Tuesday, February 3, 2009

Can Outsourcing Save Sony?

Can Outsourcing Save Sony?


Outsourcing isn't a word that executives in Japan like to toss around. Japan Inc. prefers to tie its fortunes to state-of-the-art factories that churn out chips, cars, and flat-screen TVs for the global market. But when Sony (SNE) Chief Executive Howard Stringer announced on Jan. 22 that he was considering drastic cost-cutting steps for the company's core electronics division, outsourcing topped his to-do list.

The shift marks a minor victory for Stringer. After more than three years at the helm, Stringer finally appears to be breaking the company's addiction to manufacturing, and to be channeling ever more resources into developing and designing products that users crave. To show he now really means business, the Welsh-born American CEO has said he will close five or six of the company's 57 plants globally and slash the company's budget for factories and chipmaking equipment by a third over the next fiscal year, ending March 2010. "There is no aspect of Sony that isn't being examined right now," Stringer told journalists in Tokyo last week. "We have to move very, very quickly and control our costs."

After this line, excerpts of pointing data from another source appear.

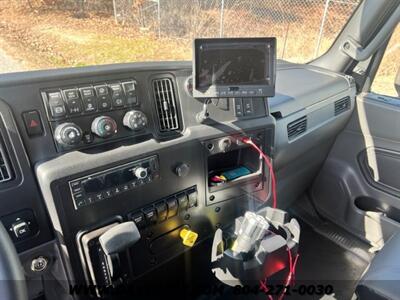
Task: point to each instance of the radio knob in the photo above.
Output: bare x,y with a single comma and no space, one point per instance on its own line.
140,172
135,120
225,144
104,126
68,134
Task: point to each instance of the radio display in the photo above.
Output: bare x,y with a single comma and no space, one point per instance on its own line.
233,63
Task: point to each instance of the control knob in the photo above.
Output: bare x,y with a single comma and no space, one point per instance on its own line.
68,134
135,120
140,172
104,126
225,144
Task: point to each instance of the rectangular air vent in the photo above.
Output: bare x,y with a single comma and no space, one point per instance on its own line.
5,169
342,105
297,127
166,104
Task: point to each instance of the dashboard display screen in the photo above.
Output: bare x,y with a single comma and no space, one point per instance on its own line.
234,62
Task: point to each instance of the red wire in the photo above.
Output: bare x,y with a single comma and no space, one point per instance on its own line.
292,263
268,162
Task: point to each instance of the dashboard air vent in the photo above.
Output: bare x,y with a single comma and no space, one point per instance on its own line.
342,105
297,127
5,169
166,105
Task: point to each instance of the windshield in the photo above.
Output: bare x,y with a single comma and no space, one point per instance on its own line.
43,34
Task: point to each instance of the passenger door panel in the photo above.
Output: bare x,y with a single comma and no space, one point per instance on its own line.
359,184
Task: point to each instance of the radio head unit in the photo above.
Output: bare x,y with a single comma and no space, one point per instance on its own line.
234,67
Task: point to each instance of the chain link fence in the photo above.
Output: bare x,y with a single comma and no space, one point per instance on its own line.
304,28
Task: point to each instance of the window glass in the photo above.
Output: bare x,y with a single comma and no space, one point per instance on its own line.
38,34
384,79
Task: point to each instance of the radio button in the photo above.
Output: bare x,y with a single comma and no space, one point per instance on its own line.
104,103
99,197
192,197
150,215
71,94
182,201
162,211
87,92
89,104
108,193
74,106
172,205
130,92
139,219
101,90
56,104
125,187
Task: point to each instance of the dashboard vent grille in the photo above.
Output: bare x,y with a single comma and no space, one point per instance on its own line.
297,127
166,104
5,170
342,105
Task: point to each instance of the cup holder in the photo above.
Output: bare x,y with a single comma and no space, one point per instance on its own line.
373,205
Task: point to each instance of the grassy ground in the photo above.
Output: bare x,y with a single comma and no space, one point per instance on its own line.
43,39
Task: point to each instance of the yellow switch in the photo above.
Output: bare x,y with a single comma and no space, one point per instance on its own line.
188,237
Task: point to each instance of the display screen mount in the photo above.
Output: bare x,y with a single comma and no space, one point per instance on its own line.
234,67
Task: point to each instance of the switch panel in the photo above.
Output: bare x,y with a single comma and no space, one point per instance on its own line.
164,209
20,225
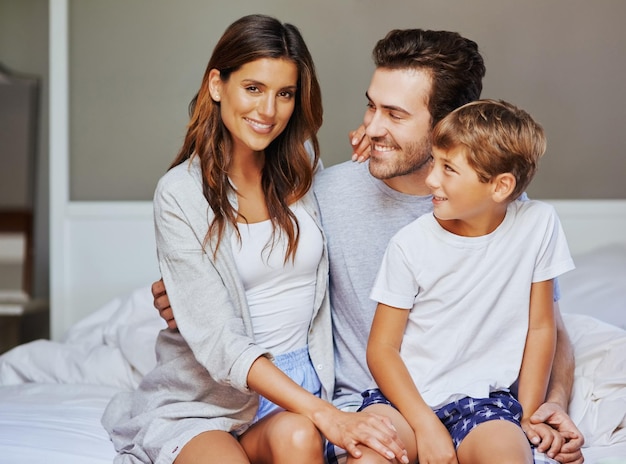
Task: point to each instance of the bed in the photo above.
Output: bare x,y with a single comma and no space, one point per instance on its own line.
53,392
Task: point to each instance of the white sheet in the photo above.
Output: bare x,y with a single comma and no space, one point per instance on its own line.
110,350
54,423
113,346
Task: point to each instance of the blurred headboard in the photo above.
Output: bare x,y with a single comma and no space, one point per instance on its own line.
108,249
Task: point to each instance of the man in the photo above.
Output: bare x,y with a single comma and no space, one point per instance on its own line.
420,77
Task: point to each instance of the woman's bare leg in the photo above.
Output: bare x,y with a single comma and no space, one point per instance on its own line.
497,441
283,438
405,432
214,447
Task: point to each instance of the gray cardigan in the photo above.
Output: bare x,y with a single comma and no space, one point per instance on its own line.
199,382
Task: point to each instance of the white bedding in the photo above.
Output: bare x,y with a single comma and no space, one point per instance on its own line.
53,394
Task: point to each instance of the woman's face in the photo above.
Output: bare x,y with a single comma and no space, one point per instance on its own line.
256,102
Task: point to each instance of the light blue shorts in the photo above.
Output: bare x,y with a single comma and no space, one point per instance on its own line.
299,368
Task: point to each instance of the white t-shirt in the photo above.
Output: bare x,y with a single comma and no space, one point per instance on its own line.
469,298
280,295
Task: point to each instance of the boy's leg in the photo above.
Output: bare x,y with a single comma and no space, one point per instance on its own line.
495,441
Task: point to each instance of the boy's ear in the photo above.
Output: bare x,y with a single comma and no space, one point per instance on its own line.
504,184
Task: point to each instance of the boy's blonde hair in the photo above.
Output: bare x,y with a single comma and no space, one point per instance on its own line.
497,138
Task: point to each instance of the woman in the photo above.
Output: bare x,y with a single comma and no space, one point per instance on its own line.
246,375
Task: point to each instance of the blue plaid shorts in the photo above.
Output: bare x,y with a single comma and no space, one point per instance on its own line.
459,417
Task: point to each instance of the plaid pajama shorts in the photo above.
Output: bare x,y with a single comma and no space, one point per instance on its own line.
459,417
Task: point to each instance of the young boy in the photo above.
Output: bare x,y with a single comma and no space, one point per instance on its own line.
465,297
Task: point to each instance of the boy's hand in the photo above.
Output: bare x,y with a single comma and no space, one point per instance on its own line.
554,415
543,437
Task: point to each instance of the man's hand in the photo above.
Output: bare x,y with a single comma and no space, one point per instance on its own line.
553,415
162,303
360,144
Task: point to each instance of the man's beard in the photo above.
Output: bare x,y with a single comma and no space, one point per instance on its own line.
411,158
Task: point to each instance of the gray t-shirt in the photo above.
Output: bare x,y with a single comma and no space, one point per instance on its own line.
360,214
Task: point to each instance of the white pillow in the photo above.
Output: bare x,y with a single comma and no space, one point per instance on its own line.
597,287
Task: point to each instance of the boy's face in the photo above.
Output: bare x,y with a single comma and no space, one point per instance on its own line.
458,193
397,122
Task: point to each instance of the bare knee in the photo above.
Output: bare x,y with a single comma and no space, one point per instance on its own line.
498,442
296,433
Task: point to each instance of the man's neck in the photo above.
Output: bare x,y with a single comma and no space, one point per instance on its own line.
410,184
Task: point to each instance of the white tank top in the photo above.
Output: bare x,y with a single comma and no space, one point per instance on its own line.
280,295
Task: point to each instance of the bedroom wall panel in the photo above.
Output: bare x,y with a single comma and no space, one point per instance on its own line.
109,251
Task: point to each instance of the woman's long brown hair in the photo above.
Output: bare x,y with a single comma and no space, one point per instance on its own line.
288,171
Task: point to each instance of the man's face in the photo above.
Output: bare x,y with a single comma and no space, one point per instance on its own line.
397,122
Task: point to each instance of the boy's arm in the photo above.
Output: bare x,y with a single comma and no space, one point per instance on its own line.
554,411
538,353
393,378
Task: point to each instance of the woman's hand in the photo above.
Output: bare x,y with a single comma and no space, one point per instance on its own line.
360,144
349,429
162,303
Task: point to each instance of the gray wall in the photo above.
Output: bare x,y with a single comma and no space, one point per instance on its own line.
24,49
136,64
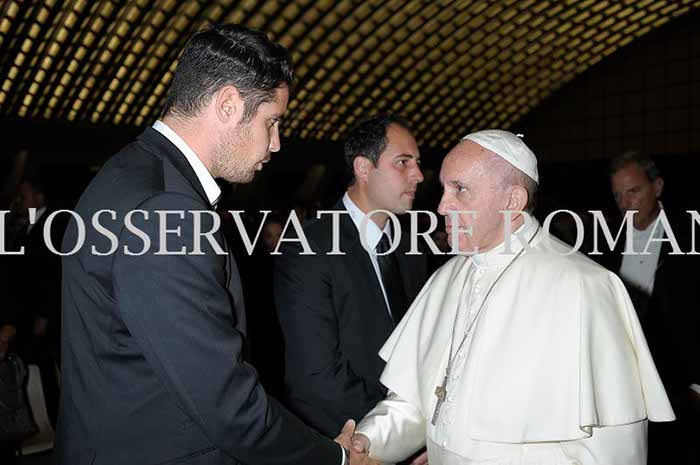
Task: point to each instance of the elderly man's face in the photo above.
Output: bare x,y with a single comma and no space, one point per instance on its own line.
633,190
469,184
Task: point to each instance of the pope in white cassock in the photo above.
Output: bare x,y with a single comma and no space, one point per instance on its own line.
521,353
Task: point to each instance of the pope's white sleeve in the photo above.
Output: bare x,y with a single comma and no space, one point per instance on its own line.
395,428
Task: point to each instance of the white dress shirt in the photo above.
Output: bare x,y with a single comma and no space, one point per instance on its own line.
639,269
373,236
212,189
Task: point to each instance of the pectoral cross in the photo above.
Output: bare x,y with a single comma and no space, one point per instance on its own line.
441,393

Sony will spend the next couple of months drawing up a detailed plan. But Stringer appears to have made up his mind about outsourcing one product: TVs. The TV division accounts for 10% of Sony's overall sales but hasn't made a profit since it launched the Bravia brand of flat-panel TVs in 2005. By the March 2008 fiscal yearend, the division's three-year losses had reached $2.3 billion. Goldman Sachs (GS) predicts the division could bleed another $1.1 billion this year.

An In-House Tradition

The shift toward outsourcing is the clearest sign yet that Stringer wants Sony to act more like Apple (AAPL) or Cisco (CSCO). They consistently earn fatter profit margins by designing their own products and leaving manufacturing to others, and have made serious inroads into portable music players and home entertainment systems, where Sony was once king. In contrast, Sony, like many Japanese tech manufacturers, still makes many of its own products in-house, a process known as vertical integration, which "tends to lead to higher overall costs because you need extra layers of management to coordinate all the activities," says Robert Kennedy, a professor at the University of Michigan's Ross School of Business and author of The Services Shift.

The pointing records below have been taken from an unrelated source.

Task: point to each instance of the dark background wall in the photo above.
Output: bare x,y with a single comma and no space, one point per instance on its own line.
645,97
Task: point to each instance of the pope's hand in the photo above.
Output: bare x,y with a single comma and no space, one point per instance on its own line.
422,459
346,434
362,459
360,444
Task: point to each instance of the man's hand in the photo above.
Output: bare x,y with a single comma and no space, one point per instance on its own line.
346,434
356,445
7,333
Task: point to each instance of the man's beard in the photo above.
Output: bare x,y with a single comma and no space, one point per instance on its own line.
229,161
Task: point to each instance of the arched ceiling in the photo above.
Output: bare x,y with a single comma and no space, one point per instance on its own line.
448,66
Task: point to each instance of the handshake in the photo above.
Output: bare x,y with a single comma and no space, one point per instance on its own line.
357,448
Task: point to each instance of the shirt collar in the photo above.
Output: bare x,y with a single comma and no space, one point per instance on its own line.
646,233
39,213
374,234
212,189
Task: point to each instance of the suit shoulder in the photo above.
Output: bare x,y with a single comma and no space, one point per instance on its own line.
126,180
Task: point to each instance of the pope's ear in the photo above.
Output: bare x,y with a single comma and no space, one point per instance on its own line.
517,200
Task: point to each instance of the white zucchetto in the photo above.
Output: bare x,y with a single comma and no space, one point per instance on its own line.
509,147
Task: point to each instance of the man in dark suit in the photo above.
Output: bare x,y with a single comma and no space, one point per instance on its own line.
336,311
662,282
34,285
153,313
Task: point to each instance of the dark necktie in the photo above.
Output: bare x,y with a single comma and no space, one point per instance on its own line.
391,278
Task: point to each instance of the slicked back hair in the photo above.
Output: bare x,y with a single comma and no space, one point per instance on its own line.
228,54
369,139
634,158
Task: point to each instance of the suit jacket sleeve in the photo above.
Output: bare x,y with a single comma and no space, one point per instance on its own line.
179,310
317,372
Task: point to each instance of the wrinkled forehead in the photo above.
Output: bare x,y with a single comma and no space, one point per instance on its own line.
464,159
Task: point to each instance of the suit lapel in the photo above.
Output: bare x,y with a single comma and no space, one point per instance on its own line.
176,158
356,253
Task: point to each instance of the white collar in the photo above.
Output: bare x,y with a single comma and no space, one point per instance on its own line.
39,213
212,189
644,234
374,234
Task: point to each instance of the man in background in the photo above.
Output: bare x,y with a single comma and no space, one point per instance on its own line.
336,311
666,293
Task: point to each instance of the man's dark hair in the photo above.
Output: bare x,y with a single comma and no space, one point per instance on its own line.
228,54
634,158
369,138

Sony's domestic factories account for half of overall sales. They provided a boost to earnings while the yen was weak and overseas demand strong. But recently, when the yen surged and the global economy faltered, Sony found itself badly exposed. The sudden reversal was partly to blame for Sony's grim earnings forecast this fiscal year—an expected $2.9 billion operating loss, its first in 14 years.

Before the global financial crisis wiped out consumer spending, Sony seemed confident the TV unit would soon be profitable. The company's LCD-TV sales had risen over the past three years, from a little over 1 million units to as many as 15 million expected this fiscal year. Last year, Sony was second in global LCD-TV sales, behind Korea's Samsung Electronics.

But the TV unit's problems are now confounding Stringer's efforts to fix what ails Japan's best-known tech brand. Sony officials say they are rushing to centralize TV development and design and consolidate production in Japan after closing one of two domestic plants.